Dormir bem faz toda diferença para o sucesso na hora H
Em 2012 eu morava na Lapa, e
subitamente recebi uma ligação do jovem compositor André Codeço.
Joe! Estou no Rio de Janeiro. Posso pernoitar no teu quarto? Ok. No
problem.
André chegou todo esbaforido com coração na mão. Mano!

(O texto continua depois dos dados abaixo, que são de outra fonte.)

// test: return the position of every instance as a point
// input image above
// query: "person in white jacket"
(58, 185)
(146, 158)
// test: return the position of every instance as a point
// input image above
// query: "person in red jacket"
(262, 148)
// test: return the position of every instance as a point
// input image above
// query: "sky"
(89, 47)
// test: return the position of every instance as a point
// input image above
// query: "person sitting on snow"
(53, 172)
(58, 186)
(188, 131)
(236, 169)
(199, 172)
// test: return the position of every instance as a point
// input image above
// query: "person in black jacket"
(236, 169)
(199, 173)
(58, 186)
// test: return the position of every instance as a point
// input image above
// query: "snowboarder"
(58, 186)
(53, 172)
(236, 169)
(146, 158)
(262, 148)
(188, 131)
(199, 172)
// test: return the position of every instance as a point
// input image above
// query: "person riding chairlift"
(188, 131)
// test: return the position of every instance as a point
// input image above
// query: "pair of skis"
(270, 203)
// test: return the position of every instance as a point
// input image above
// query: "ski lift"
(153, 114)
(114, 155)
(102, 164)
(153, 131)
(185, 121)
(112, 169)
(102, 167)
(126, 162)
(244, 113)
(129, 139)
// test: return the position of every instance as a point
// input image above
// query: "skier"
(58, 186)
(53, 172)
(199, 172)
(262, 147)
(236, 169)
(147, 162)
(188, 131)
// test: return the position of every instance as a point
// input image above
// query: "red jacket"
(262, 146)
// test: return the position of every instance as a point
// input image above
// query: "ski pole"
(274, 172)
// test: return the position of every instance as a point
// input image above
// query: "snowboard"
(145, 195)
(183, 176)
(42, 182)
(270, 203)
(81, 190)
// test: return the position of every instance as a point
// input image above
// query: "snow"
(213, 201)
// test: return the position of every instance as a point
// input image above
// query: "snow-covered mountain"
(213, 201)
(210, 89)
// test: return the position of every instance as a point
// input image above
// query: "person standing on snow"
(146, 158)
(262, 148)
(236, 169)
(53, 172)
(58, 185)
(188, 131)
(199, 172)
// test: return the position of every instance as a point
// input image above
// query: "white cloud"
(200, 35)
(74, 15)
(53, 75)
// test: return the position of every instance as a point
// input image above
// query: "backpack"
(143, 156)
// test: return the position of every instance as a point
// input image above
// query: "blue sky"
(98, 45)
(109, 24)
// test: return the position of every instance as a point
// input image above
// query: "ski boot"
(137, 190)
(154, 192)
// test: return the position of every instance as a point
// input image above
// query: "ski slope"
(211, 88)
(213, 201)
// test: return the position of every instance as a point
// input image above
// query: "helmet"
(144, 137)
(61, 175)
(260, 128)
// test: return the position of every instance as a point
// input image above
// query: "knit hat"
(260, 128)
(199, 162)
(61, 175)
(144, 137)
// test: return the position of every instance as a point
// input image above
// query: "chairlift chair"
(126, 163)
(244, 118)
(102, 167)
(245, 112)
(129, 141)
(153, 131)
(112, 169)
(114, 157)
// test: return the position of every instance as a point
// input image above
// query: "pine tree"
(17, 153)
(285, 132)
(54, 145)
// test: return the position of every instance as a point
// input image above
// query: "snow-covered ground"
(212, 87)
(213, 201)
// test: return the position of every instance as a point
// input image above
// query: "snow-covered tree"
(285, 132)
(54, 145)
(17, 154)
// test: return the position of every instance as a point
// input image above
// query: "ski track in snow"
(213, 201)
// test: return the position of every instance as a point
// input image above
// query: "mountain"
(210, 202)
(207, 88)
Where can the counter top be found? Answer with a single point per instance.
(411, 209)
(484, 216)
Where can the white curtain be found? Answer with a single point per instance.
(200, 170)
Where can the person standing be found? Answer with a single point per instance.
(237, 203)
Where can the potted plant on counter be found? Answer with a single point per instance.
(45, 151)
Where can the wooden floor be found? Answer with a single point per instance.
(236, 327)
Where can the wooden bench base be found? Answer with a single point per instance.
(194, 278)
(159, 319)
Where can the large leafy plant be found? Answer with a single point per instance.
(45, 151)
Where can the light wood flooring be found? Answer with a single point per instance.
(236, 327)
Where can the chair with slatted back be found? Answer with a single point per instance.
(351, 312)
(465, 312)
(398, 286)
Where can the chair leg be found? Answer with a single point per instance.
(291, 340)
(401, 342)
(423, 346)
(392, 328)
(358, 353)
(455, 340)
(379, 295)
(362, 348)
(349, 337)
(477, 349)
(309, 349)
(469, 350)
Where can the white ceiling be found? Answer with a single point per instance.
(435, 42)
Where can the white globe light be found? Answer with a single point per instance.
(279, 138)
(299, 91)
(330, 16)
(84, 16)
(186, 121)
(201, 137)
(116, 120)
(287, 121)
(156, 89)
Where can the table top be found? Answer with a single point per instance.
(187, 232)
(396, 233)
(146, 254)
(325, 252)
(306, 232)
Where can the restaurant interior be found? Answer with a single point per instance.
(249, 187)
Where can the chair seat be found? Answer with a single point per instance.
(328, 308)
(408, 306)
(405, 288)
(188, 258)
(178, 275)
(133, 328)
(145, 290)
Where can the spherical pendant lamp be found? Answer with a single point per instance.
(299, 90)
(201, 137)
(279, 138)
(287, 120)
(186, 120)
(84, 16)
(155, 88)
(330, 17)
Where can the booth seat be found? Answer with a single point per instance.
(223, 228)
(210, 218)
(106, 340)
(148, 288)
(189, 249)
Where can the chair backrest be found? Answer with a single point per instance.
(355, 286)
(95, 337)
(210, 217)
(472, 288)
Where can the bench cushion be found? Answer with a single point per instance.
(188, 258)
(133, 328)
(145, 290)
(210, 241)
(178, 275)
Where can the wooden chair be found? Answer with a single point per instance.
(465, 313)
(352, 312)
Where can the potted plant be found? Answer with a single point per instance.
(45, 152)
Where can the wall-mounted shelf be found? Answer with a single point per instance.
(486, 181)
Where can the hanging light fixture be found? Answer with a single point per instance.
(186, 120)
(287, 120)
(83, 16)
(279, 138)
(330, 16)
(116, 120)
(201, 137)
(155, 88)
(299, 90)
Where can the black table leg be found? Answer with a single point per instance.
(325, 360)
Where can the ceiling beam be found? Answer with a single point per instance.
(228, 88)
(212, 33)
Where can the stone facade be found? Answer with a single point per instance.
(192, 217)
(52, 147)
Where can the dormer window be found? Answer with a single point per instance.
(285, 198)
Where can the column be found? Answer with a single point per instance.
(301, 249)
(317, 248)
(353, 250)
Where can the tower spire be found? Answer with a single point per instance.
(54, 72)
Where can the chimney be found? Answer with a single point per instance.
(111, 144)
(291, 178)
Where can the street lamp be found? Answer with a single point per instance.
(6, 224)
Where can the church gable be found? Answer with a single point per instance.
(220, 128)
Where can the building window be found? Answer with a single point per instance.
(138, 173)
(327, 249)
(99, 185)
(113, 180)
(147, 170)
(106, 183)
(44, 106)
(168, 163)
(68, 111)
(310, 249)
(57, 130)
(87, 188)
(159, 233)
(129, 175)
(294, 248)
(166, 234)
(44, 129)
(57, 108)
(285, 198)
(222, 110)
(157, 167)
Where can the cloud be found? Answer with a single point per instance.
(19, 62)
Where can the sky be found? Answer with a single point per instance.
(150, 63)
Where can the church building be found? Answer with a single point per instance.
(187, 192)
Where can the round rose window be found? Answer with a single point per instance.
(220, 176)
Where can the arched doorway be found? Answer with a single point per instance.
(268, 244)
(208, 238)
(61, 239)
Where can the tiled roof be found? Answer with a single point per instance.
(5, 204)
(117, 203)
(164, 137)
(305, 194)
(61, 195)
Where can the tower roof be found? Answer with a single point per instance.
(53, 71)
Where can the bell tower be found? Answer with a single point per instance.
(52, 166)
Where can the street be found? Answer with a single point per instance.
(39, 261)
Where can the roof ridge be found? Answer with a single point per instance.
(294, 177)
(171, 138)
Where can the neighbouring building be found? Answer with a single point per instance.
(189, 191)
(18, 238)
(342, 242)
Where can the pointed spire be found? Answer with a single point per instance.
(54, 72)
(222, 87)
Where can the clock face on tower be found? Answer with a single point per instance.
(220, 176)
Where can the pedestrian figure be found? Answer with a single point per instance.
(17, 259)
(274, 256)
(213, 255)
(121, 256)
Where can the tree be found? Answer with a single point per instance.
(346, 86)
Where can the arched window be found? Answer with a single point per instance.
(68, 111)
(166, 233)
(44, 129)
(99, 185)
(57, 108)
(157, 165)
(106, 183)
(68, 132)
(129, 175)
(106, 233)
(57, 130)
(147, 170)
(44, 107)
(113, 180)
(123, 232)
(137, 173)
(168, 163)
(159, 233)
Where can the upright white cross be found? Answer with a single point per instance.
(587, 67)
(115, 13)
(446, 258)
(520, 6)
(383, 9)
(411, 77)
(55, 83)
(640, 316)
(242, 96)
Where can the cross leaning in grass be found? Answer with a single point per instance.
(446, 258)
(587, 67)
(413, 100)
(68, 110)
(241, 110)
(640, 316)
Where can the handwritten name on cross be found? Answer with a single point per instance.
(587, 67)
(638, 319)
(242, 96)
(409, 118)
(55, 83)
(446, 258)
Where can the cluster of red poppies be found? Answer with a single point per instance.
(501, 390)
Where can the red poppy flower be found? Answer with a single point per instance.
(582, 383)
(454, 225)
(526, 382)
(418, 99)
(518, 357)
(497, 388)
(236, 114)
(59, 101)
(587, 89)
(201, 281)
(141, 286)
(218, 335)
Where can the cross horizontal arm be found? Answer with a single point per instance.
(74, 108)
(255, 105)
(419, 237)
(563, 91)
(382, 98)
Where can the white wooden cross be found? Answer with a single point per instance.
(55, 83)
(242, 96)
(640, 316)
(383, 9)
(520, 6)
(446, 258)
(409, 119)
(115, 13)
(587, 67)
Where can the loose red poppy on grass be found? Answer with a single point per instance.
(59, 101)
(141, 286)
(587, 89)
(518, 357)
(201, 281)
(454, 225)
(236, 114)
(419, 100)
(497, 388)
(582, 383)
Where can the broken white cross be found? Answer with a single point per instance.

É o seguinte. Estou pegando minha prima espirituosa em off, mas
ninguém sabe; Parada frenética e secreta em família. Mas, bicho, estou afim de
assumir esta parada. Marquei um encontro com o temível pai da garota
amanhã. Preciso urgentemente preparar uma linha de discurso para
convencer retoricamente o velho adestrado nos princípios afetivos da
"família projeto divino". André digitava um parágrafo e lia em voz
alta fazendo simulação de enfrentamento. O cara ficou possesso de
perfeccionismo vocabular, mas eu insistia: Bicho! Nao são apenas palavras
bem costuradas que convencem afetuosamente o pai e a mãe de uma
garota. Tem que rolar química. Quando rola química entre o mancebo
outsider galanteador e a família, há plenitude de hospitalidade e
receptividade genealógica de alegria. André esticou-se
retoricamente e criativamente noite a dentro. Foi dormir exausto após
intensas testabilidades combinativas discursivas, que implicou numa
ginástica neuronal absurda.
Dormiu carregado de expectativa e
ternura. Quando acordou, se deu conta que dormiu demais. Sem tomar
banho, vestiu-se alternativamente e correu em direção à barca que o
conduziria até Niterói, sede dos encantamentos marcado por desejo e
perigo. Quando chegou na casa do sogro, foi informado que o pai da
garota havia acabado de sair. Ele esperou, esperou, esperou nos
descontos do segundo tempo, fez prorrogação de consciência, mas
nada.
Conceder pênaltis na hospitalidade e paciência, seria abusar
do senso da paternidade de si mesmo de boa vontade.
Me lembro que
fui fazer um concurso na Universidade de Uberlândia. Fiquei
estudando até de madrugada na noite que antecedeu a prova eliminatória.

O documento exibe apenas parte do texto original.